Maqsood Ahmed

Personal information
- Nickname: Max
- Nationality: Pakistani
- Born: 30 August 1957 (age 68) Karachi, Pakistan

Sport
- Turned pro: 1978
- Retired: yes
- Highest ranking: 4 (April 1980)

Medal record
Men's squash
Representing Pakistan
World Championships
| Bronze medal – third place | 1979 Toronto | Singles |
| Bronze medal – third place | 1984 Karachi | Singles |
World Amateur Championship
| Gold medal – first place | 1977 Toronto | Singles |
World Team Championships
| Gold medal – first place | 1977 Canada | Team |
| Gold medal – first place | 1981 Sweden | Team |
| Gold medal – first place | 1983 New Zealand | Team |

= Maqsood Ahmed (squash player) =

Pakistani squash player and Former World Champion

Maqsood Ahmed (born 30 August 1957) is a Pakistani former professional squash player who was the world amateur champion and twice bronze medallist in the professional world championships.

== Biography ==
Born in Karachi, he started playing squash in 1968 and turned professional in 1978. In 1977 he became the first player to win the Pakistani Amateur and Open titles in the same year. He retained a world top ten seeding for a decade.

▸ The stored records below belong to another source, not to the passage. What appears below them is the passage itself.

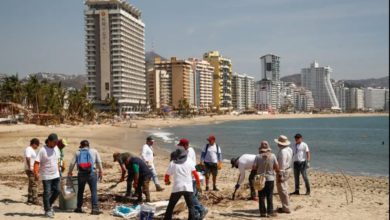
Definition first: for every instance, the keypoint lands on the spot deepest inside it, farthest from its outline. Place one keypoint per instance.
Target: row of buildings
(115, 62)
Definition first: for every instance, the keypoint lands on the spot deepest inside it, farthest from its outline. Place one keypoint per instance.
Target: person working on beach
(284, 157)
(301, 157)
(121, 158)
(147, 155)
(46, 167)
(200, 210)
(243, 163)
(29, 159)
(141, 177)
(182, 170)
(211, 158)
(87, 160)
(266, 163)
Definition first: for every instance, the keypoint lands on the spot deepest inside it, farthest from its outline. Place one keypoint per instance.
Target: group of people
(276, 168)
(187, 174)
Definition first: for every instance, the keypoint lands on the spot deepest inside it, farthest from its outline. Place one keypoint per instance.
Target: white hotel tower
(317, 80)
(115, 54)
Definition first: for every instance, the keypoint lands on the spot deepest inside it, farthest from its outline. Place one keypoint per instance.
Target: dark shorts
(211, 168)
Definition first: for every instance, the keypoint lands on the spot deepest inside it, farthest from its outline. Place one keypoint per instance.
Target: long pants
(266, 193)
(143, 186)
(282, 188)
(300, 168)
(82, 180)
(32, 187)
(199, 209)
(154, 175)
(51, 191)
(251, 177)
(174, 199)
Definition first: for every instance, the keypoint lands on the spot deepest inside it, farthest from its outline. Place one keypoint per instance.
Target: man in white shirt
(284, 158)
(29, 159)
(200, 210)
(243, 163)
(211, 158)
(147, 155)
(182, 170)
(46, 167)
(301, 156)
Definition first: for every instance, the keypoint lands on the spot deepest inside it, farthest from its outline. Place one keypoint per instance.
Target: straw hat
(282, 140)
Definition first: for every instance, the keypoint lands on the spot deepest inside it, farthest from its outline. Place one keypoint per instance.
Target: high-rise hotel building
(222, 79)
(115, 54)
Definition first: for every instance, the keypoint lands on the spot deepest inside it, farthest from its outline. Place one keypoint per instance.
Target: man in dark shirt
(140, 172)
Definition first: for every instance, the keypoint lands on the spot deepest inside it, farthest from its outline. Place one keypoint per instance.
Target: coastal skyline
(49, 36)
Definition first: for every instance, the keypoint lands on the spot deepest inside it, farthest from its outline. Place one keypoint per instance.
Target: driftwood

Also in 1977 he won the World Amateur Squash Championship held in Toronto, defeating his brother Mohamed Saleem in the final.

He was twice a bronze medallist at the World Squash Championships in 1979 and 1984.

Ahmed was a three-time a world team champion with the Pakistan men's national squash team, winning the 1977 Men's World Team Squash Championships in Canada, the 1981 Men's World Team Squash Championships in Sweden and the 1983 Men's World Team Squash Championships in New Zealand.